The module supports BAM files from aligners that provide strand information: - Biscuit: Uses the YD tag (f=forward, r=reverse) - gem3/Blueprint: Uses the XB tag (C=forward, G=reverse)

Example

>>> # xdoctest: +SKIP
>>> from bam2tensor.embedding import GenomeMethylationEmbedding
>>> from bam2tensor.functions import extract_methylation_data_from_bam
>>>
>>> # Create genome embedding
>>> embedding = GenomeMethylationEmbedding(
...     genome_name="hg38",
...     expected_chromosomes=["chr1", "chr2"],
...     fasta_source="reference.fa",
... )
>>>
>>> # Extract methylation data
>>> matrix = extract_methylation_data_from_bam(
...     input_bam="sample.bam",
...     genome_methylation_embedding=embedding,
...     quality_limit=20,
... )
>>>
>>> print(f"Extracted {matrix.shape[0]} reads, {matrix.nnz} data points")
extract_methylation_data_from_bam(input_bam, genome_methylation_embedding, quality_limit=20, verbose=False, debug=False)

Extract read-level CpG methylation data from a BAM file.

Parses a bisulfite-sequencing BAM file and extracts methylation states at each CpG site covered by aligned reads. Returns a sparse matrix where each row represents a unique read and each column represents a CpG site.

The function applies several filters to reads:
  • Mapping quality must be >= quality_limit (default 20)

  • Duplicate reads are excluded

  • QC-failed reads are excluded

  • Secondary and supplementary alignments are excluded

  • Only reads on the bisulfite-converted parent strand are processed

For each qualifying read, the function:
  1. Uses binary search to find CpG sites within the read’s alignment

  2. Checks the bisulfite strand tag (YD or XB) to determine strand

  3. Extracts the base at each CpG position from the read sequence

  4. Records methylation state: C=methylated(1), T=unmethylated(0), other=-1

Parameters:
  • input_bam (str) – Path to the input BAM file. The file must be indexed (have a corresponding .bam.bai file).

  • genome_methylation_embedding (GenomeMethylationEmbedding) – A GenomeMethylationEmbedding object that defines the CpG site positions and provides coordinate conversion methods.

  • quality_limit (int) – Minimum mapping quality (MAPQ) threshold for reads. Reads with MAPQ below this value are skipped. Default is 20, which excludes reads mapping to multiple locations equally well.

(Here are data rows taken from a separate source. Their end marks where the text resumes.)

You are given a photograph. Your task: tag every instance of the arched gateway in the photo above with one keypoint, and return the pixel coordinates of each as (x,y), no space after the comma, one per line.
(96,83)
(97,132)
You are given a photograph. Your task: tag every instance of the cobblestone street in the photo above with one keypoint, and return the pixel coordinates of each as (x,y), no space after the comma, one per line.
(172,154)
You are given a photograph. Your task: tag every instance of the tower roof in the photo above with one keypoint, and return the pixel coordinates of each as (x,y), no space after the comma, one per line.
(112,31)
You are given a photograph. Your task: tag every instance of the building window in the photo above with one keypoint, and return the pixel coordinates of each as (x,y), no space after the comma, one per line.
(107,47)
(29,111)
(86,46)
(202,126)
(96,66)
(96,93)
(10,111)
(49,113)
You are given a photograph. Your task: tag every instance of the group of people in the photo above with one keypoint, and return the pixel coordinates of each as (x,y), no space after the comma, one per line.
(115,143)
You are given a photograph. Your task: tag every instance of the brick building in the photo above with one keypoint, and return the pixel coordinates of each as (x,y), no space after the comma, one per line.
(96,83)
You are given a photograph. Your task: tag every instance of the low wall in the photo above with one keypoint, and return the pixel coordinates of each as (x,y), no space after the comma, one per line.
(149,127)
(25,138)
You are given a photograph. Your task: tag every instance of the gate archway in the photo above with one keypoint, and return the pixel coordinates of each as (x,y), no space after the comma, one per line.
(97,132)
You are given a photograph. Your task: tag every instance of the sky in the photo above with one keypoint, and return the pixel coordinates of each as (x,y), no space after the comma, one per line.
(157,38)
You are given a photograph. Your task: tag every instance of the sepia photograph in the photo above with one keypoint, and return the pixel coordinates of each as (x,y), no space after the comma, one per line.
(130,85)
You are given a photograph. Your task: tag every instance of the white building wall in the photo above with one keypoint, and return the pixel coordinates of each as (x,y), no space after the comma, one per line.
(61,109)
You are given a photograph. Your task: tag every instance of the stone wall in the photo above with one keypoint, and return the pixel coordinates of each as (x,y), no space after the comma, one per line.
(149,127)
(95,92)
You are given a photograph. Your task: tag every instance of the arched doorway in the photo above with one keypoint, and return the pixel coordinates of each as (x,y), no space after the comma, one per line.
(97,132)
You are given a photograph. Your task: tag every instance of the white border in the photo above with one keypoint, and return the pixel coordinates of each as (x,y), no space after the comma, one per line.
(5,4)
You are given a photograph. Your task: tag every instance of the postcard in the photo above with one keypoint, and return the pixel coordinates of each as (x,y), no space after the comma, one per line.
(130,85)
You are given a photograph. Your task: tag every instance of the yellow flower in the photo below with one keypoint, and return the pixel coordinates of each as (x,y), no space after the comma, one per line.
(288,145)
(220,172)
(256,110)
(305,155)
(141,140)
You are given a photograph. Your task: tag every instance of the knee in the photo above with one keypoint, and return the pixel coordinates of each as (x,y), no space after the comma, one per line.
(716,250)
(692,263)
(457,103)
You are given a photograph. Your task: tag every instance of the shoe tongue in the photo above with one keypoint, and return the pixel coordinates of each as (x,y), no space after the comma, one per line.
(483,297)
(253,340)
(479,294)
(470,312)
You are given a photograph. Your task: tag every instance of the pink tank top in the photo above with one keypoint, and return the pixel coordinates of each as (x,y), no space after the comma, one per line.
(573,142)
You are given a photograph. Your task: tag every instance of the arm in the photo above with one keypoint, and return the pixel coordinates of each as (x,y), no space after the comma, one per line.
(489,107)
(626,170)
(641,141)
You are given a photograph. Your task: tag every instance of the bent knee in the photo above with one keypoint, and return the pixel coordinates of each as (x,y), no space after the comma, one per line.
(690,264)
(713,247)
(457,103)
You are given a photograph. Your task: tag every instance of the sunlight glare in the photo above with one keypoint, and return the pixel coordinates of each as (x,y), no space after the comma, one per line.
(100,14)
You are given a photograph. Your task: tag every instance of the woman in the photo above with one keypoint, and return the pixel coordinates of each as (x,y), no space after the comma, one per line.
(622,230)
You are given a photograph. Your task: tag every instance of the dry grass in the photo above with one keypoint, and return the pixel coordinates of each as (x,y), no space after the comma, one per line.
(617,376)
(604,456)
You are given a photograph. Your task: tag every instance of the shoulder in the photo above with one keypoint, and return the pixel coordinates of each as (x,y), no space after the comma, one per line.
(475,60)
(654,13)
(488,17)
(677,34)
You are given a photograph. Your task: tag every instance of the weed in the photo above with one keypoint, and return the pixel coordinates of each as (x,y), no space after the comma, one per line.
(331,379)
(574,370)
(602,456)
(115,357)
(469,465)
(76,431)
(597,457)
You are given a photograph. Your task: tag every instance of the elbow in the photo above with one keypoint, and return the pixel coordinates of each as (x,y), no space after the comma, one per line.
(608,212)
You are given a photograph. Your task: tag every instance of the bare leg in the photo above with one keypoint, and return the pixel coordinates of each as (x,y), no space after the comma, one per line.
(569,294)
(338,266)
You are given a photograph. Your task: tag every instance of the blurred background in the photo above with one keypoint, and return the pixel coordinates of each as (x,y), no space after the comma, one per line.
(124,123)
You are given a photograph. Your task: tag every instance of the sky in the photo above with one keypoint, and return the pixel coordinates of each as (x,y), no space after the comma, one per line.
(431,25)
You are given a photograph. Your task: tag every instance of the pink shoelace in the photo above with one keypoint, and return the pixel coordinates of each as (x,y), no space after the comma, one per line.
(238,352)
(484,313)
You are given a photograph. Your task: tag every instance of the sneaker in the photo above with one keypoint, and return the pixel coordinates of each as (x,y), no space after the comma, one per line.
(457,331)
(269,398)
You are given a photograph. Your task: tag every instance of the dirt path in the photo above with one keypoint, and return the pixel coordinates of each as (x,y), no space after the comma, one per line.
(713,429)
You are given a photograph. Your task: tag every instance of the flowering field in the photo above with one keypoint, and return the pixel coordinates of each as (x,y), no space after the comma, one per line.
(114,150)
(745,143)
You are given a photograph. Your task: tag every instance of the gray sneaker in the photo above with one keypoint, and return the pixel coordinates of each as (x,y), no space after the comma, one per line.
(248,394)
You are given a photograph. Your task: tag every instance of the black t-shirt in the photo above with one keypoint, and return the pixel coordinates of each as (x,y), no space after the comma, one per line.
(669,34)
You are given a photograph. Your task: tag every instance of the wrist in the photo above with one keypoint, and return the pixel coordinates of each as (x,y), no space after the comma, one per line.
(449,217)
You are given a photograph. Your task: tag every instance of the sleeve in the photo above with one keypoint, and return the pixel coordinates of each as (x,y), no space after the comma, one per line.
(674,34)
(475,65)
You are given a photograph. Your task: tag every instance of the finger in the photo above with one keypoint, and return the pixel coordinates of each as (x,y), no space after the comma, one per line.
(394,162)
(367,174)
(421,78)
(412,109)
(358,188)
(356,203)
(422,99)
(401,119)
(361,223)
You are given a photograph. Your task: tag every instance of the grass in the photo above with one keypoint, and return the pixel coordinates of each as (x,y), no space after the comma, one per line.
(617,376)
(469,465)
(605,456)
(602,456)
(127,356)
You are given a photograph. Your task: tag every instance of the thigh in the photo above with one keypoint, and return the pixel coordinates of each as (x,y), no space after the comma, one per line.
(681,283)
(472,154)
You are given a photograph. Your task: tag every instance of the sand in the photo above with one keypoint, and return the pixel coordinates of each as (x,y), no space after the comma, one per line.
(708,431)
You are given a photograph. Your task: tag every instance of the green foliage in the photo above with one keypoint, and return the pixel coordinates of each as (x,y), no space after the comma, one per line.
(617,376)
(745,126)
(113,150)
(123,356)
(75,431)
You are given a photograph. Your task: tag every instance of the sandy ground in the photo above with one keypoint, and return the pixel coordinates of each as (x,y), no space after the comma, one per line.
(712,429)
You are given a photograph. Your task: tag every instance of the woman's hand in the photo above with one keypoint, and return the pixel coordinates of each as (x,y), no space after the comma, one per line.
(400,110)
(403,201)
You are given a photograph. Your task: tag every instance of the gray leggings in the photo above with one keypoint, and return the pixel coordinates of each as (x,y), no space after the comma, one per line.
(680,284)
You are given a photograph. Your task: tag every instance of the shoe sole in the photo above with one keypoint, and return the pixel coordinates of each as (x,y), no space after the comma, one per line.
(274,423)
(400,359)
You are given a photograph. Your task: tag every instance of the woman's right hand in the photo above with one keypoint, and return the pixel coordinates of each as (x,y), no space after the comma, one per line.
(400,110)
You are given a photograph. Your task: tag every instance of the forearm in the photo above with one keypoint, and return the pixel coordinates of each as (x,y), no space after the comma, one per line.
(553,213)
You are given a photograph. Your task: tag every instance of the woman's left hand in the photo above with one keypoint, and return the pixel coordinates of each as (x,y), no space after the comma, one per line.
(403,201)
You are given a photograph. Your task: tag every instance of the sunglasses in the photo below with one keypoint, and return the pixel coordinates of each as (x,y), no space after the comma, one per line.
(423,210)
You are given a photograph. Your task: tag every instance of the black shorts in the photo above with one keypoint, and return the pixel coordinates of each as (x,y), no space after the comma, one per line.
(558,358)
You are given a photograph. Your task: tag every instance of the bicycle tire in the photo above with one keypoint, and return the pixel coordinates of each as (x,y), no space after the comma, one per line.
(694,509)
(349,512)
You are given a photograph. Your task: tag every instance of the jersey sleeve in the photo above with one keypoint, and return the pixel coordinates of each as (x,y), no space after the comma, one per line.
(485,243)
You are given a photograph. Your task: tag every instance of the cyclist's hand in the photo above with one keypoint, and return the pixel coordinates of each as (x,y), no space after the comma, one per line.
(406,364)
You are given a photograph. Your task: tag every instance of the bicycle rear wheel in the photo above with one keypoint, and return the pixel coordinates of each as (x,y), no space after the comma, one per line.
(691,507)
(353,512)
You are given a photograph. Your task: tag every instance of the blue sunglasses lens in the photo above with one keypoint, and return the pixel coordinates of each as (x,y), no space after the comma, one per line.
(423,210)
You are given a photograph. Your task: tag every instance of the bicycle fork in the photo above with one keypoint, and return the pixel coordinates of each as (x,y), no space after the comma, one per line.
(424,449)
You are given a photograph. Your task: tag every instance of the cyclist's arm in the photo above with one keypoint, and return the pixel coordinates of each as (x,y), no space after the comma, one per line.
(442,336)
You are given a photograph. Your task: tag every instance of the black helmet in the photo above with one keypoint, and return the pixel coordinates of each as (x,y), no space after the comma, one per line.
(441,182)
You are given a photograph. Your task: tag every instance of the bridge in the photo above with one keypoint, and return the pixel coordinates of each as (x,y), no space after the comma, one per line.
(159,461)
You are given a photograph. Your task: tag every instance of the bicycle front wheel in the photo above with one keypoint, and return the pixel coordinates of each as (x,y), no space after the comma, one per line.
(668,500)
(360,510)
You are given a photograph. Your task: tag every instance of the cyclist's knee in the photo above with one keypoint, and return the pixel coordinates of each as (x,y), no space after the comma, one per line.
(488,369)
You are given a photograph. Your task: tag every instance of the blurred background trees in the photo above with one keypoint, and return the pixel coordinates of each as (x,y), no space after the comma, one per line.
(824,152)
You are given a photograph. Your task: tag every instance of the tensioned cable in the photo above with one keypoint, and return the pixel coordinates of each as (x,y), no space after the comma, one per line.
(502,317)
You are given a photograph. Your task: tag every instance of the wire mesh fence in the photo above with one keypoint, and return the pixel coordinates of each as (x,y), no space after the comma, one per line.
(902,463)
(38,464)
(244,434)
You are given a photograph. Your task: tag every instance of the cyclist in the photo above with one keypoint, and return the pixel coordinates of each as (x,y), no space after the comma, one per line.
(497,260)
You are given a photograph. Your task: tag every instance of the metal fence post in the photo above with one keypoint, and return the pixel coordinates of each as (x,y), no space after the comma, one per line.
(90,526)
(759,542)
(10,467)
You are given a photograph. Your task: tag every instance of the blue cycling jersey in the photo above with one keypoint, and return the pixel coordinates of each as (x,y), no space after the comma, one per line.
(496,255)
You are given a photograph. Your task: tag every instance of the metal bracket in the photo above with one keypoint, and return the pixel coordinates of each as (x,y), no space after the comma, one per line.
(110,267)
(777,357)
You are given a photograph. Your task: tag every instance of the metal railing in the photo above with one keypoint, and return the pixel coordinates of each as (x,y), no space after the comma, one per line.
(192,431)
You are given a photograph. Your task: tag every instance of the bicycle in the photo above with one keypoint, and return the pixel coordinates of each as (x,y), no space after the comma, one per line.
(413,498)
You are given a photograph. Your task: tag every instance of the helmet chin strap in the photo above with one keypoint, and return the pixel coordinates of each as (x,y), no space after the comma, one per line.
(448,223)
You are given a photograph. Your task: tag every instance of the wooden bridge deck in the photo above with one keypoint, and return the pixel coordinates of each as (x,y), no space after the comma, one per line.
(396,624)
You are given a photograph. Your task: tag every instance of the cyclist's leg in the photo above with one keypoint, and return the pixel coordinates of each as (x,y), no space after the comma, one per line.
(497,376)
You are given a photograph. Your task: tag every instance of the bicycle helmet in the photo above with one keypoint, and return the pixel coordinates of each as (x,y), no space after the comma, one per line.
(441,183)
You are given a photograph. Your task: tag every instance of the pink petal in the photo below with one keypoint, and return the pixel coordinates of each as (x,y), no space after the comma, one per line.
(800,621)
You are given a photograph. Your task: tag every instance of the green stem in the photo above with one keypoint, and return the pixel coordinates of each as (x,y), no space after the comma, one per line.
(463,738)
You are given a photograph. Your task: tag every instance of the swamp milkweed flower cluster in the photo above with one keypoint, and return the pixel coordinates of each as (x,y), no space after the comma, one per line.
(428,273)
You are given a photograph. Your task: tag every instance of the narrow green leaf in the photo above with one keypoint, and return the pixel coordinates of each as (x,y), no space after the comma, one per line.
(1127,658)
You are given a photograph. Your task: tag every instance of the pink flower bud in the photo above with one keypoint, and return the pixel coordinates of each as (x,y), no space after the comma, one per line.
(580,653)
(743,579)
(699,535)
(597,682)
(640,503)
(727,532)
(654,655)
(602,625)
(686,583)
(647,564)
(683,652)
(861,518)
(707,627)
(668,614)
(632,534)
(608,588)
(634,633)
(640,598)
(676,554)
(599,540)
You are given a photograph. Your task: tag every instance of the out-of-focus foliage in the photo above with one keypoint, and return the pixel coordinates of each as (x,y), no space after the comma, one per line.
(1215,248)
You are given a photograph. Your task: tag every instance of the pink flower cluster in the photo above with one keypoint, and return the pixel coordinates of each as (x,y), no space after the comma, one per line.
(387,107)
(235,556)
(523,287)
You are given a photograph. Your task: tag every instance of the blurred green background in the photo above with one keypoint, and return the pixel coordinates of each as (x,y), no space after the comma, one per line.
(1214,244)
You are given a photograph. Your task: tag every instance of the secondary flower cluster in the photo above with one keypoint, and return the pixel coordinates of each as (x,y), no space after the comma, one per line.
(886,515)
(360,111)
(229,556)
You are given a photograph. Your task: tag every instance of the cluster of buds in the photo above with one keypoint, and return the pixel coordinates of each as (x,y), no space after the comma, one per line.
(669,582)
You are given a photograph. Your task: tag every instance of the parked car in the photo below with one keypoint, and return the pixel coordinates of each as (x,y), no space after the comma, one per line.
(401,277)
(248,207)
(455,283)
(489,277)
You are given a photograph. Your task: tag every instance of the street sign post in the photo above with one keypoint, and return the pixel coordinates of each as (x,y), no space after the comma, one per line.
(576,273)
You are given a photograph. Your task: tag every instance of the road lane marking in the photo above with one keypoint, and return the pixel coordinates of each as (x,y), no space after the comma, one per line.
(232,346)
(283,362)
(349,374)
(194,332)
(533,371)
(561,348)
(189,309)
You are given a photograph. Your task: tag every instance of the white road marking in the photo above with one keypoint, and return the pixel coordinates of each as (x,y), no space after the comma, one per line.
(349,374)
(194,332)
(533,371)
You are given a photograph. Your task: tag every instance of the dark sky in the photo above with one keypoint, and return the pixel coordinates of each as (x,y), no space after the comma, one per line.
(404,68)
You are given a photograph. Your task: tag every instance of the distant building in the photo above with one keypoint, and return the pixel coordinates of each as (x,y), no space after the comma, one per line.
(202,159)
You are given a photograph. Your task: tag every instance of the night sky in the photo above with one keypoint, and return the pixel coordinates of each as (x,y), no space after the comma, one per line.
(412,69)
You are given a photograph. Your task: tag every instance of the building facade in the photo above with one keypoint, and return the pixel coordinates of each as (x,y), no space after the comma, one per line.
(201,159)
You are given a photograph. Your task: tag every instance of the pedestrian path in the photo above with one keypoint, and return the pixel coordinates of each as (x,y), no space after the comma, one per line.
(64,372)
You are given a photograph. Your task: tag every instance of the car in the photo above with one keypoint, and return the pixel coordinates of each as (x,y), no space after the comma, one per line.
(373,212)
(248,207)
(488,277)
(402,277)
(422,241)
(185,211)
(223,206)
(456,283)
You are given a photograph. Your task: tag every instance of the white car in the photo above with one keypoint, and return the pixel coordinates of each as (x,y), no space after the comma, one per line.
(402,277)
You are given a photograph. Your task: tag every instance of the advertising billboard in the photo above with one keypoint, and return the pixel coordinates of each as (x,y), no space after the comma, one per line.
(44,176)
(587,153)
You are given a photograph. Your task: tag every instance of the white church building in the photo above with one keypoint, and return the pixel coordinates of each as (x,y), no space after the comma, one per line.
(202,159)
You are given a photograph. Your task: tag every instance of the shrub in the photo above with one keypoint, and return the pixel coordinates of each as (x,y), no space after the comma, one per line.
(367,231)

  • verbose (bool) – If True, display a progress bar and print the total read count. Useful for monitoring progress on large files.

  • debug (bool) – If True, enable extensive validation and debug output. Prints per-read information and validates that each read is only processed once. Significantly slower.

Returns:

  • n_reads is the number of reads that passed filters and covered at least one CpG site

  • n_cpg_sites is genome_methylation_embedding.total_cpg_sites

  • Values are: 1 (methylated), 0 (unmethylated), -1 (no data)

The matrix uses COO format for efficient construction. Convert to CSR (tocsr()) for row slicing or CSC (tocsc()) for column slicing.

Return type:

A scipy.sparse.coo_matrix with shape (n_reads, n_cpg_sites) where

Raises:

FileNotFoundError – If the BAM file index (.bam.bai) is missing. The BAM file must be indexed with samtools index.

Example

>>> # xdoctest: +SKIP
>>> from bam2tensor.embedding import GenomeMethylationEmbedding
>>> from bam2tensor.functions import extract_methylation_data_from_bam
>>> import scipy.sparse
>>>
>>> # Create embedding (or load from cache)
>>> embedding = GenomeMethylationEmbedding(
...     genome_name="hg38",
...     expected_chromosomes=["chr1", "chr22"],
...     fasta_source="GRCh38.fa",
... )
>>>
>>> # Extract methylation data
>>> matrix = extract_methylation_data_from_bam(
...     input_bam="sample.bam",
...     genome_methylation_embedding=embedding,
...     quality_limit=30,  # Stricter quality filter
...     verbose=True,
... )
>>>
>>> # Analyze results
>>> print(f"Reads with CpG data: {matrix.shape[0]:,}")
>>> print(f"Total CpG sites: {matrix.shape[1]:,}")
>>> print(f"Data points: {matrix.nnz:,}")
>>>
>>> # Save to file
>>> scipy.sparse.save_npz("sample.methylation.npz", matrix)

Note

The function processes chromosomes in the order they appear in genome_methylation_embedding.cpg_sites_dict. Reads are numbered sequentially as they are encountered across all chromosomes.

See also

GenomeMethylationEmbedding: For creating the genome embedding. scipy.sparse.coo_matrix: Documentation on the output format.